Crustaphytum

Scientific classification
- Domain: Eukaryota
- Clade: Archaeplastida
- Division: Rhodophyta
- Class: Florideophyceae
- Order: Corallinales
- Family: Hapalidiaceae
- Subfamily: Melobesioideae
- Genus: Crustaphytum L.-C.Liu &S.-M.Lin, 2018
- Species: Crustaphytum atlanticum Jesionek, Bahia & Amado-Filho ; Crustaphytum pacificum L.-C.Liu & S.-M.Lin ;

= Crustaphytum =

Genus of algae

Crustaphytum is a genus of red alga first discovered in Taoyuan algal reefs by Taiwanese scientists. The epithet “crusta” refers to crustose thallus and “phytum” refers to plant. Belonging to the family Hapalidiaceae in the order Hapalidiales, Crustaphytum is one kind of crustose coralline algae (also known as non-geniculate coralline algae).

==Life cycle==
Crustaphytum goes through the triphasic life cycle, a character of the phylum Rhodophyta, and all of its reproductive structures are protected by specialized conceptacles, sac-like structures that are situated in the receptacle. The triphasic life cycle alternates between haploid gametophytes, diploid carposporophytes, and diploid tetrasporophytes. Starting from gametophytes, both male and female gametes grow in conceptacles on the surface of the algal body (thalli). Male gametes then mature and are released through the cystic pore, entering the carpogonia and fertilize with female gametes. Afterwards, carposporophytes grow on the female gametophytes. Carpospores are produced and released when mature, developing into tetrasporophytes. Subsequently, four tetraspores are released from each conceptacle on the surface of the tetrasporophytes. As long as the tetraspores encounter suitable conditions, they will germinate and grow into gametophytes, completing a triphasic life cycle.

==Morphology==
The algal body is monomerous and non-geniculate, consisting of thin and shell-like calcified leaflets (about 4 to 10 cm long and 3 to 5 cm wide), which can be irregularly fragmented or oval shaped. The dorsal surfaces of the calcified thalli are dark purple or dark red due to 5-10 layers or more of cortical cells containing photosynthetic pigments, and the ventral surfaces (towards the ground) grow closely to the reef matrix or other calcified organisms. Therefore, when observing Crustaphytum algae in the field, one can see that the edges of the calcified leaflets are wavy rather than tightly attached to the hard matrix. The thickness of the algal body is about 100 to 300 μm, with 35 to 45 cell layers.
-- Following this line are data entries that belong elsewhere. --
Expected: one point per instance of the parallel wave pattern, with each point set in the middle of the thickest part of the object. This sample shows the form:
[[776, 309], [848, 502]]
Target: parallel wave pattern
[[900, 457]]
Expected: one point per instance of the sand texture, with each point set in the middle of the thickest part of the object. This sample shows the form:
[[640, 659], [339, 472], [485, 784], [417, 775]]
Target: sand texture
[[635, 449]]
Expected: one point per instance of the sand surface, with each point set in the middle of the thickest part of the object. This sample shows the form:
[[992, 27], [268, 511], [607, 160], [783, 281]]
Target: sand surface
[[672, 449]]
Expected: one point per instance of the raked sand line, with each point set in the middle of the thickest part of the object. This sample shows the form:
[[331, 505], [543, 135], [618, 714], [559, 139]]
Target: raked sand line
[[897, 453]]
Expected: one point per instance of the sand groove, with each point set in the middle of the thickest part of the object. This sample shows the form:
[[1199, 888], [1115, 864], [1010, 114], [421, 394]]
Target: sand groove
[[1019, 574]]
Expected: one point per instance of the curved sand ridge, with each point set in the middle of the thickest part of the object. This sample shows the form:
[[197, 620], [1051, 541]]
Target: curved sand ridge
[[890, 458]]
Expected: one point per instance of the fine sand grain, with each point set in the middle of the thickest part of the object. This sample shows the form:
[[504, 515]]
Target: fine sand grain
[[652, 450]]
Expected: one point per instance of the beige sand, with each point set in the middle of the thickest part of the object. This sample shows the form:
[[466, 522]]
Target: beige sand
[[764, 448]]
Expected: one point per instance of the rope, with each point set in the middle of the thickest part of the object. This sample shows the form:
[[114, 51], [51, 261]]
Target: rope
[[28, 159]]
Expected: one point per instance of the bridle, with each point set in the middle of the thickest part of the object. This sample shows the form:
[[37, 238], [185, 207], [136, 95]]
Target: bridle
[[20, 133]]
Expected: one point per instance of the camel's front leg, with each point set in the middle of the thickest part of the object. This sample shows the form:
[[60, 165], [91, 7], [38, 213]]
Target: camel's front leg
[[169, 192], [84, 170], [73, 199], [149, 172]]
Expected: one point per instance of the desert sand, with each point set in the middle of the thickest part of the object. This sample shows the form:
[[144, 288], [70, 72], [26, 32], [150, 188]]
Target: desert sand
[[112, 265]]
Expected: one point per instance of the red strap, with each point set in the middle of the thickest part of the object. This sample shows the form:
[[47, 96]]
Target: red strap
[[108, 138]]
The appearance and size of the gametophyte and the tetrasporophyte look almost the same with naked eyes. To differentiate, on the one hand, one can observe the longitudinal section through mature thallus of the gametophyte. The area of medullary cells comprises approximately 70% of the thickness can be seen to grow radially from the coaxial core. Perithallial filaments in the dorsal region are composed of 7–10 celled layers, including one or two layers of epithelial cells and one layer of subepithallial cells. Calcified crystal filaments in the meristem region are also radially arranged, and cell fusion is commonly found between adjacent cells. On the other hand, the tetrasporophyte has porous cavities with flat-topped tetrasporangia protruding from the surface of the algal body, and the each cavity has multiple bands divided similar to the Chinese character "目". To sum up, Crustaphytum can be separated from other related genera mainly by possessing coaxial thallus and relatively small tetrasporangiate conceptacle chambers (130 to 155 μm high by 115 to 200 μm wide).

==Ecology==

===Distribution===
Crustaphytum prefers environments with higher nutrient salinity, higher sedimentation, and higher wave strength compared to corals. It mostly inhabits in lower intertidal zones attached to old algal reefs or pebbles, and sometimes it can be discovered in subtidal zones attached to rocks at 2–3 m depth. As of 2020, Crustaphytum pacificum has been recorded in northern Taiwan (mainly in Shimen and Taoyuan) and New Caledonia in southwestern Pacific Ocean. Crustaphytum atlanticum was discovered in southeastern Brazil.

===Ecological roles===
Crustaphytum plays many ecologically significant roles. When alive, it not only is an important producer of coastal regions but also uses the carbon dioxide released during calcification to produce glucose. Aside from that, the living algae can prevent the hard matrix from wave erosion, achieving the function of coastal protection. After death, it can form algal reefs, which creates habitat and provide shelter for many marine creatures.